Education and Awareness: USMEI is exploring the potential for bringing together educational leaders from the U.S. and Muslim-majority countries to identify top priorities for cross-societal education. Channels for improving mutual awareness and understanding include formal education systems, media and pop culture, virtual networking, and international exchange. As USMEI continues to develop these dialogue opportunities, we will assess the potential for dialogue in each of these areas to make a significant positive contribution to improving relations between Muslim societies and the U.S.; identify, interview and recruit dialogue partners and participants; and begin convening dialogues at locations in the U.S. and abroad.

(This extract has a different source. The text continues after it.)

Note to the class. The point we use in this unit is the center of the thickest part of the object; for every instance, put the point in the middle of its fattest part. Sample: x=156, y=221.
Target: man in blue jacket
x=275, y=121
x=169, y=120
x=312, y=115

To help address U.S.-Pakistan relationship vacuums currently characterized by mutual mistrust and lack of cross-societal network building, The U.S.-Muslim Engagement Initiative has been working with civil society leaders in Pakistan and the U.S.
In late April 2010, they will launch The United States and Pakistan: Through Each Other's Eyes - the first phase of a sustained bilateral dialogue to widen the circle of thought leaders and decision makers involved in shaping and sustaining the future of this critical relationship.
The group is currently identifying and enrolling several dozen highly influential participants from Pakistan and the U.S., seeking diverse leaders who shape opinions and decisions in key sectors of their societies. USMEI plans to convene the first session of the Forum February 14-18, 2011 in Pakistan, in partnership with Lahore University of Management Sciences.
The consortium of organizations presenting at the Harvard Club included:
Peace through Moderation (PtM) is project of the Alliance for Peacebuilding. PtM supports peacebuilding and encourages tolerance of and respect for others, regardless of ethnicity, political philosophy or theology, in order to counter violent extremism.
The Alliance for Peacebuilding (AfP) is comprised of over 60 member organizations, including the Program on Negotiation at Harvard Law School, Consensus Building Institute, Search for Common Ground, International Alert (London) , and the Center for International Conflict Resolution at Columbia University. The U.S.-Muslim Engagement Initiative began as a collaboration among some of these key AfP member organizations. AfP has assembled a group of leading experts in the area of countering extremism to help guide the PtM project.
U.S.-Muslim Engagement Initiative (USMEI) is a collaboration of the Consensus Building Institute, Convergence, the Howard Gilman Foundation, and the Institute for Resource and Security Studies. The organization promotes action-oriented, cross-societal dialogue among thought leaders, opinion leaders and decision-makers from the U.S. and Muslim societies. The initiative has a distinctive focus on leaders in Muslim societies and the U.S. who have yet to engage with, or successfully participate in dialogue with, their counterparts across cultural and national divides.
The Peace through Moderation project seeks to strengthen the voices of moderation and reason so they can help to dissuade vulnerable populations from aligning themselves with and supporting extremist elements. It will build on the remarkable work of the U.S. -Muslim Engagement Project, the Alliance of Civilizations, and other initiatives that are creating effective responses to this challenge. Education programs and media campaigns, as well as employment projects and inter-faith and cross-cultural dialogues can have a powerful impact. An expert leadership team is developing the overall strategy, and the Peace through Moderation project will encourage leaders in the global financial community to invest in programs that will make a difference.